Ao tratar do peso da representação, John Tagg adverte: “A câmera nunca é um mero instrumento, porque suas limitações técnicas e as distorções resultantes se registram em forma de significado”. De fato, não podemos tirar a razão dele. Da mesma forma, temos de admitir, seguindo Jacques Aumont em seu texto inédito para este dossiê que apresentamos agora, que “um filme depende de sua técnica”. Sim, concordamos. Porém, ainda resta uma dúvida: e a técnica, por sua vez, depende do quê? Ou surge do nada? Quando Luis Buñuel, por exemplo, nos mostra, em Un chienAndalou (1928), o corte num olho pela navalha, pode nos falar tanto de uma falência da visão (ou seja, é um sentido figurado), quanto de um simples gesto representado por esse gesto (repito propositadamente) mesmo, o corte da navalha. Um corte da navalha, e ponto. Fala-nos, assim como em qualquer filme, o que está na ponta da nossa percepção, e não de alguma imagem homogênea a todos que a veem. Isso porque a técnica nos limita.
O pensamento é maquínico, mas a criação é humana. Ainda conta o que há de humano em nós. Conta cada vez menos, é verdade. Imaginar um filme, portanto, não é, necessariamente, produzi-lo. Claro que não se interage no vazio, e é para isso que serve a técnica, para que nos comuniquemos através de uma imagem (mental e visual, tanto uma quanto a outra, revigorando a palavra da qual se origina, que é “imago”). Este corpo de artigos retrata, pois, uma perplexidade. A perplexidade maquínica. Muitos são os efeitos especiais, hoje em dia. Vai longe o tempo de um Léon Gaumont, um Charles Pathé e do cinematógrafo dos irmãos Louis e Auguste Lumière. Vai longe o tempo das trucagens meio que circenses de um Georges Méliès. Na primeira sessão dos Lumière, em 28 de dezembro de 1895, no Boulevard des Capucines, em Paris, cobrou-se 1 franco por pessoa. Total arrecadado: 35 francos. Logo, o cinema começou com 35 espectadores. A propaganda tratou de fazer o resto.

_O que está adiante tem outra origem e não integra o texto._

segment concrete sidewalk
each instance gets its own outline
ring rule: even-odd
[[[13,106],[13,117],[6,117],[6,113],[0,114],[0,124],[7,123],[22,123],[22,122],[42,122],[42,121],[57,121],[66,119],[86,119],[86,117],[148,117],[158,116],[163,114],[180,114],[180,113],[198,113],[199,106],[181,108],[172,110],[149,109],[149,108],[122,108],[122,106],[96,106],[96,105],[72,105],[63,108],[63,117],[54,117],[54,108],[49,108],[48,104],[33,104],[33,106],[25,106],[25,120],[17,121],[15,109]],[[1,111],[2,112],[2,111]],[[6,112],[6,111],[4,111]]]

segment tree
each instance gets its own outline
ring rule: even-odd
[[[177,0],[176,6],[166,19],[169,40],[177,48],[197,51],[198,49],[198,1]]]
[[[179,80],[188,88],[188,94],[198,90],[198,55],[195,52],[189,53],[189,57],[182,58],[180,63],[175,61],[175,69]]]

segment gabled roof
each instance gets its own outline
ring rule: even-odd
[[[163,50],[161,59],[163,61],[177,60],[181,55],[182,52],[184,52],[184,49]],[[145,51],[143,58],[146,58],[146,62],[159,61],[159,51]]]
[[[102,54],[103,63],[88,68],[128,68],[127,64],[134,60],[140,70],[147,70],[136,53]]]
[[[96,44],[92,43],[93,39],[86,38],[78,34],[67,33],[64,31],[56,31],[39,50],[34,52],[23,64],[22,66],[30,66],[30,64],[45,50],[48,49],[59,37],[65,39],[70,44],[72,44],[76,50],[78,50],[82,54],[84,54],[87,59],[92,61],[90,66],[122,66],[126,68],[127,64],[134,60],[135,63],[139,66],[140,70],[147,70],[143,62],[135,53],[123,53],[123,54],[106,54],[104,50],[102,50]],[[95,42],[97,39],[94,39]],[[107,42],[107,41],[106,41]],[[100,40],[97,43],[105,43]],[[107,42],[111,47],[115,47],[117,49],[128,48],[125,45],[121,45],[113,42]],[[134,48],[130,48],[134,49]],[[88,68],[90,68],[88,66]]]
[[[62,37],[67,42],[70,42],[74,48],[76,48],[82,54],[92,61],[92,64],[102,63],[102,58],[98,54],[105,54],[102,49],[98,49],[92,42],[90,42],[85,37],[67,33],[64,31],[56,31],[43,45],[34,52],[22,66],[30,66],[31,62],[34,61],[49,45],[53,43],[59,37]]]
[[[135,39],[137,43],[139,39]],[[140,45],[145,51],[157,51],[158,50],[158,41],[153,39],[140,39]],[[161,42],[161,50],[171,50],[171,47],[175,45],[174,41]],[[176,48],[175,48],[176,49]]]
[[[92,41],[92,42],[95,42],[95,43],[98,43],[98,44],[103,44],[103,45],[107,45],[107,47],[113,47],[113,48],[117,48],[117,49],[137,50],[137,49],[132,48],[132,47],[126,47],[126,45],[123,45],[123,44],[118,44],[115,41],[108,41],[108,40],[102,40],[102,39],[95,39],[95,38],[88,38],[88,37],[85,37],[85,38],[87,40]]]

A essa altura, como bem lembrou Mario Arturo Alberto Guidi, o teatro ótico de Émile Reynaud já era passado. E o que é passado, presente e futuro do cinema? Dentro de uma perspectiva circular do tempo, poderíamos afirmar: nada. Assim, concordaríamos com Nietzsche e sua tese do eterno retorno do mesmo de que o centro está em toda parte. Logo, aquele tempo que vai longe também é do nosso tempo. Um tempo mítico. É do mito que o cinema se origina. O mito é uma narrativa. Não existe cinema sem uma narrativa. Jean Cocteau dizia que a linguagem cinematográfica é uma “escritura de imagens”. O que nos motivou a lançar este dossiê foi uma interrogação filosófica. Esta interrogação parte do princípio de que a técnica é ambivalente. É uma ambivalência entre o ser-objeto. Morin fala disso em “O cinema ou o homem imaginário”. Ele pergunta: “Uma ciência será apenas uma ciência? Não será ela sempre, na gênese, filha do sonho?”. Parafraseando Morin, poderíamos nos indagar o mesmo: “A técnica será apenas uma técnica? Não será ela, na gênese, filha do sonho?”. Godard afirma, mais ou menos assim, que um filme expressa uma impressão e imprime uma expressão. Aqui, há um jogo entre a impressão subjetiva que também é materialidade. Ou da expressão, na sua subjetividade, que se imprime (fisicamente). Deixemos que Godard fale: “O que me chama atenção quando vejo meus filmes antigos é como dois movimentos distintos, o que se pode chamar de expressão, que consiste em pôr para fora alguma coisa, e depois, ao contrário, a impressão, que consiste em pôr para dentro alguma coisa. Nessa impressão há um grande movimento de impressão”.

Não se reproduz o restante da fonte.